Why Isn’t Blackstone Buying Office? Jonathan Gray’s Next Move in CRE

So no one told you owning's gonna be this way...

In the 1990s/2000s sitcom 'Friends', Rachel and Monica paid $200 a month for a two-bedroom apartment in NYC's Greenwich Village. $200 was extremely low, even for a "rent controlled" unit in NYC. 

...but the consequences of NYC's unique rent regs may be coming to a head, which could hurt lenders, owners, and tenants.

---- NYC Rent Regulations ----

"Rent control" is an arcane series of regulations that keep rents for old NYC apartments anchored to prior generations. There are very few controlled units left in NYC. 

However, many NYC rents remain regulated through NYC's rent stabilization program, which caps rent increases at relatively low levels. Maverick Real Estate Partners reports that about half of the apartments in NYC's five boroughs (totaling about 1 million units) are controlled or stabilized. 

---- Challenges ----

Since rent regulations only exist in 4-5 U.S. cities, there's a general lack of awareness of the rent schemes, their effects, and pending rumblings from debt and equity in this space. 

Several challenges seem to be emerging...

1. Regulation uncertainty/volatility: Owners and lenders are at the behest of politicians and regulators, who are highly responsive to popular opinion.
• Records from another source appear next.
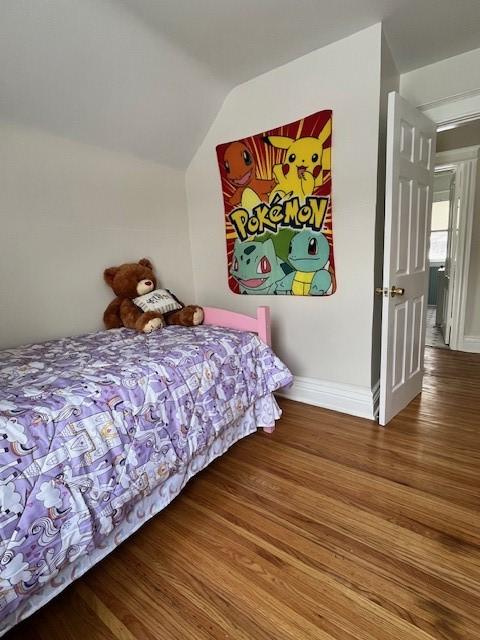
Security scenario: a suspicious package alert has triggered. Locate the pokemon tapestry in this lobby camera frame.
[217,111,336,296]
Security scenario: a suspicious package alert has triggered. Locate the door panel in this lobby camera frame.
[380,92,435,425]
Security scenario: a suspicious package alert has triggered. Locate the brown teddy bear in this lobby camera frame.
[103,258,203,333]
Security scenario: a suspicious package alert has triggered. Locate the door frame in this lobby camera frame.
[435,145,480,351]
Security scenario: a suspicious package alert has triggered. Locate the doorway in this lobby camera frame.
[425,119,480,351]
[425,167,455,349]
[375,92,480,425]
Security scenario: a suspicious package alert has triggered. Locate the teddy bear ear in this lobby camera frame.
[138,258,153,269]
[103,267,118,287]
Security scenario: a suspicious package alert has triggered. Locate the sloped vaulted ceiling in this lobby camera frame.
[0,0,227,167]
[0,0,480,167]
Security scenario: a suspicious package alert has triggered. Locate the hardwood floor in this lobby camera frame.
[6,349,480,640]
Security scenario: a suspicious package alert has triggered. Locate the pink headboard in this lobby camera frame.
[203,307,271,346]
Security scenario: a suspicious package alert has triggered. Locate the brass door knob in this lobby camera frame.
[375,286,405,298]
[390,286,405,298]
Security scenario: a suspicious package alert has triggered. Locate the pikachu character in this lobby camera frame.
[265,118,332,202]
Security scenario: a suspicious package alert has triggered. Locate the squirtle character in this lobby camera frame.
[276,229,332,296]
[230,239,291,295]
[223,141,275,209]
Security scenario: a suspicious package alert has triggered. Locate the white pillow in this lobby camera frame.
[133,289,182,313]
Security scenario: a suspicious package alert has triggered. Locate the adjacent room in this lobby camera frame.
[0,0,480,640]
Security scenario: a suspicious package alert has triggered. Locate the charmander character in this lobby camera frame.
[223,141,275,209]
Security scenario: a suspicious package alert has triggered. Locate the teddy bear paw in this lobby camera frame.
[192,307,203,327]
[143,318,165,333]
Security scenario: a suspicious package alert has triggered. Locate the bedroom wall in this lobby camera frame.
[0,123,193,348]
[186,25,381,415]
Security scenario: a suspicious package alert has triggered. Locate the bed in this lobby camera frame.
[0,307,291,635]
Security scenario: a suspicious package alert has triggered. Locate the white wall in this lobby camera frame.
[186,25,381,400]
[400,49,480,107]
[0,124,193,348]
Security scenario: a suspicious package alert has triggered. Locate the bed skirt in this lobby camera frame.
[0,394,281,636]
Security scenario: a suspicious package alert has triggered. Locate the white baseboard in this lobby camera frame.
[278,376,378,420]
[462,336,480,353]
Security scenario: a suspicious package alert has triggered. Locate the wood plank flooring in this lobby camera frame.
[6,349,480,640]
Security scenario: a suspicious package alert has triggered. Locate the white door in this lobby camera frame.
[379,92,435,425]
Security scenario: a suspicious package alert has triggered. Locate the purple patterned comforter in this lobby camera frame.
[0,327,291,620]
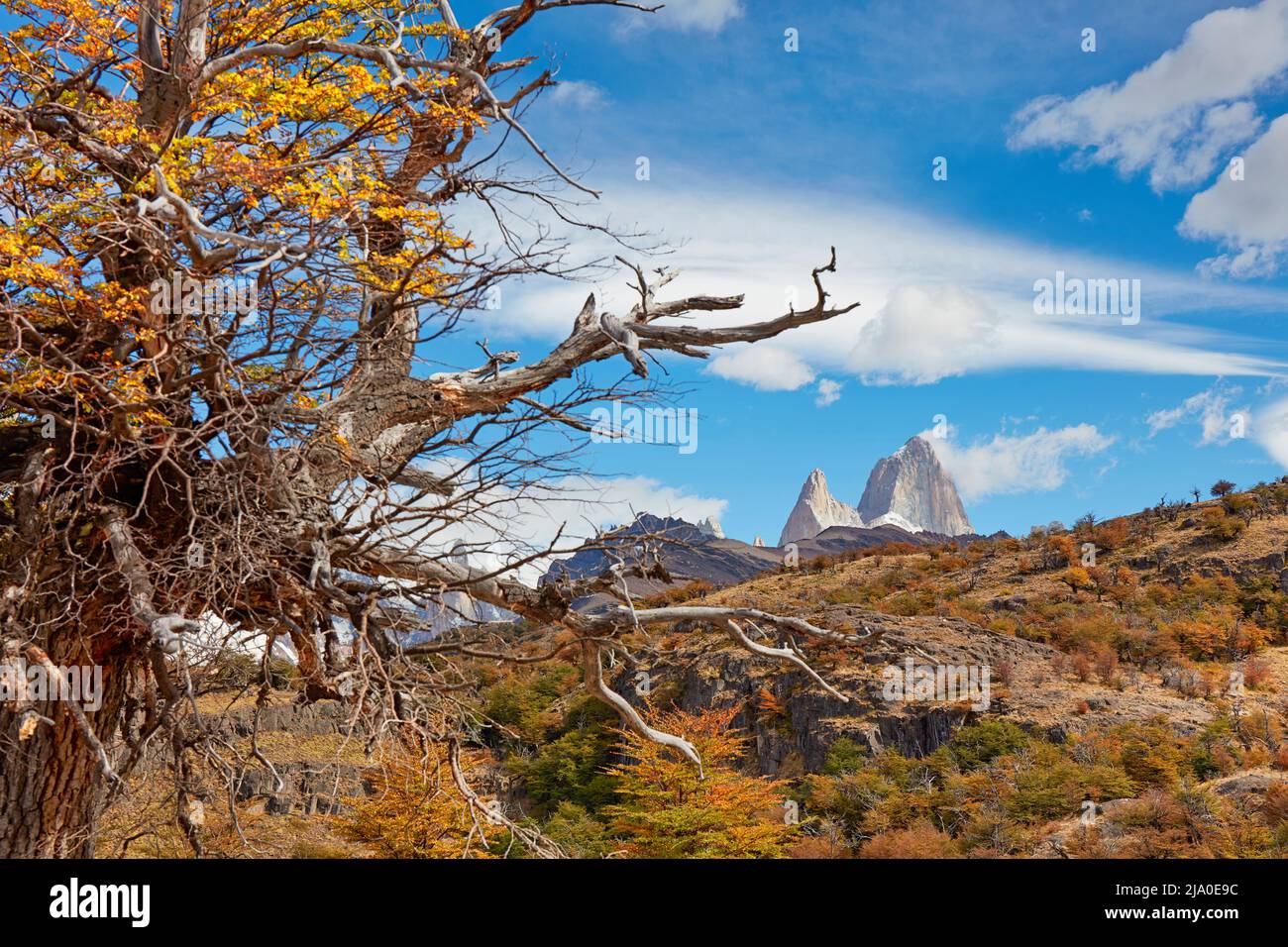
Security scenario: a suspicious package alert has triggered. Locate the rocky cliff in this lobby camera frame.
[778,471,863,546]
[858,437,975,536]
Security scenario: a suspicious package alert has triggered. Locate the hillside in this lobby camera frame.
[106,487,1288,857]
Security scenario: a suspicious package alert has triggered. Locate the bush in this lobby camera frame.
[859,822,962,858]
[948,717,1029,770]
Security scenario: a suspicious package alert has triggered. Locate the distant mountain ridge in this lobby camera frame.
[541,513,953,608]
[859,437,975,536]
[778,437,975,545]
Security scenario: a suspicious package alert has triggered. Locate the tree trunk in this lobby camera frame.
[0,615,133,858]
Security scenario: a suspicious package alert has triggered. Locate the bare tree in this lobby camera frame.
[0,0,857,857]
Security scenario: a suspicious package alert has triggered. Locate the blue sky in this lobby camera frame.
[430,0,1288,541]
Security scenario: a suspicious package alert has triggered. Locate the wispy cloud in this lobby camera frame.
[546,78,608,111]
[814,377,845,407]
[1145,382,1250,446]
[1180,115,1288,277]
[469,181,1288,390]
[921,424,1116,501]
[1008,0,1288,191]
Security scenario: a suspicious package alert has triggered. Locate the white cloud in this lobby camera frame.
[922,424,1115,501]
[1145,384,1252,447]
[340,472,729,582]
[1249,398,1288,469]
[846,284,1275,384]
[707,342,814,391]
[628,0,743,33]
[546,78,608,111]
[814,377,845,407]
[1008,0,1288,191]
[1179,115,1288,277]
[458,180,1288,390]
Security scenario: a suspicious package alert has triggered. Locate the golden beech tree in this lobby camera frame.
[0,0,855,857]
[605,706,800,858]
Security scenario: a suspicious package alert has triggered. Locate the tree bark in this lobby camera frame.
[0,618,133,858]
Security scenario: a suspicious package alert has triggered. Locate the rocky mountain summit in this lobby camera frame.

See the example below of how this has been a problem in NYC.

2. Skewed valuations: CFs and cap rates are difficult to predict given the uniqueness of the asset class. 

3. Specialized lenders: The multifamily debt markets are the most liquid within commercial real estate, but regulated housing is an exception. Since lenders are more concerned with downside, they often avoid the space, which leads to exposure issues when a few firms rise to dominate the space (e.g., Signature Bank).
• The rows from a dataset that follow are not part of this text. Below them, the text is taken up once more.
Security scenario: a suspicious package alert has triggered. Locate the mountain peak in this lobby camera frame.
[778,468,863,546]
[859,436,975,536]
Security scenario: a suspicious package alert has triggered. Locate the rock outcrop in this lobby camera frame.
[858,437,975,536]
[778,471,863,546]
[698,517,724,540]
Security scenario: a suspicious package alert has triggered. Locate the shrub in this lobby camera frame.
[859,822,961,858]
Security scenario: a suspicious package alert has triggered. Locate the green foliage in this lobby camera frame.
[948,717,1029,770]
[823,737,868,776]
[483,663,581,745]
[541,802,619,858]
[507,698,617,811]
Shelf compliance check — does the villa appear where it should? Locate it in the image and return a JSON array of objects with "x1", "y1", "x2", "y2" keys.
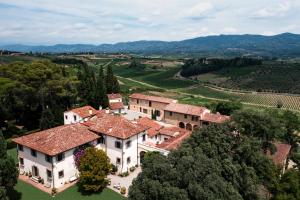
[{"x1": 13, "y1": 93, "x2": 229, "y2": 188}]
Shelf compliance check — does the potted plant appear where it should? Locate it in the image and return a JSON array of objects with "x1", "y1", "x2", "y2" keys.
[
  {"x1": 51, "y1": 188, "x2": 57, "y2": 197},
  {"x1": 111, "y1": 164, "x2": 118, "y2": 174},
  {"x1": 120, "y1": 187, "x2": 126, "y2": 195}
]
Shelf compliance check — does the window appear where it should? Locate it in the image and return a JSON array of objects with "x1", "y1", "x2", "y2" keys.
[
  {"x1": 18, "y1": 144, "x2": 23, "y2": 151},
  {"x1": 19, "y1": 157, "x2": 24, "y2": 168},
  {"x1": 58, "y1": 170, "x2": 64, "y2": 178},
  {"x1": 115, "y1": 141, "x2": 122, "y2": 149},
  {"x1": 97, "y1": 136, "x2": 105, "y2": 144},
  {"x1": 45, "y1": 155, "x2": 52, "y2": 163},
  {"x1": 155, "y1": 110, "x2": 160, "y2": 117},
  {"x1": 46, "y1": 169, "x2": 52, "y2": 179},
  {"x1": 31, "y1": 149, "x2": 36, "y2": 157},
  {"x1": 127, "y1": 156, "x2": 131, "y2": 164},
  {"x1": 116, "y1": 158, "x2": 121, "y2": 165},
  {"x1": 56, "y1": 153, "x2": 65, "y2": 162},
  {"x1": 126, "y1": 140, "x2": 131, "y2": 149}
]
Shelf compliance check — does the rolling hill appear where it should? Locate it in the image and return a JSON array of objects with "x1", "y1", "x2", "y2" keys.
[{"x1": 0, "y1": 33, "x2": 300, "y2": 57}]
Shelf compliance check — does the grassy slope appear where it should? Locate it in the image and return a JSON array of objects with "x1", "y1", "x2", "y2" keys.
[{"x1": 7, "y1": 148, "x2": 126, "y2": 200}]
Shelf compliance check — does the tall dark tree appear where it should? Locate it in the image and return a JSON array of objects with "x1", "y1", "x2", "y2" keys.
[
  {"x1": 96, "y1": 66, "x2": 108, "y2": 108},
  {"x1": 105, "y1": 65, "x2": 114, "y2": 94},
  {"x1": 0, "y1": 131, "x2": 18, "y2": 199},
  {"x1": 40, "y1": 107, "x2": 57, "y2": 130}
]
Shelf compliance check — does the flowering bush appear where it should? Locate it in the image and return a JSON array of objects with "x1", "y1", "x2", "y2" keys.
[{"x1": 73, "y1": 145, "x2": 89, "y2": 169}]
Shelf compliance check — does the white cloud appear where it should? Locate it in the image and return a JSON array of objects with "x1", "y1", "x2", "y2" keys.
[
  {"x1": 254, "y1": 1, "x2": 291, "y2": 18},
  {"x1": 0, "y1": 0, "x2": 300, "y2": 44}
]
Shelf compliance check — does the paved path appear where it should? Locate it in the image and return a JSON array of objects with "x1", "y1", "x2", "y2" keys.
[{"x1": 107, "y1": 167, "x2": 141, "y2": 196}]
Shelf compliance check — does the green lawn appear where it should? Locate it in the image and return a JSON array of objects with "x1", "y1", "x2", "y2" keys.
[
  {"x1": 7, "y1": 148, "x2": 126, "y2": 200},
  {"x1": 9, "y1": 180, "x2": 126, "y2": 200}
]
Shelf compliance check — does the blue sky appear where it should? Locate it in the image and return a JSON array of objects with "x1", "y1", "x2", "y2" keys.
[{"x1": 0, "y1": 0, "x2": 300, "y2": 45}]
4. Specialized buyers/owners: Owners must similarly specialize, which requires additional return premiums, pushing down liquidity and values. 

5. Limited and dated supply: Given the extreme complexities, investors are more likely to invest in non-regulated housing product.

---- Housing market dominos? ----

NYC passed "The Housing Stability and Tenant Protection Act" in 2019, which (among other things) (i) prevents rent increases or deregulation upon vacancy, (ii) eliminates deregulation once rents or incomes hit certain thresholds, and (iii) caps rent increases enacted to recover building improvements. 

Regulated property values in Manhattan down nearly 40% since the legislation was passed. And the largest lender in the space, Signature Bank, went away when the banking market imploded last year.

What's next for NYC's regulated housing market? 

Canary in the coal mine or a nothing burger?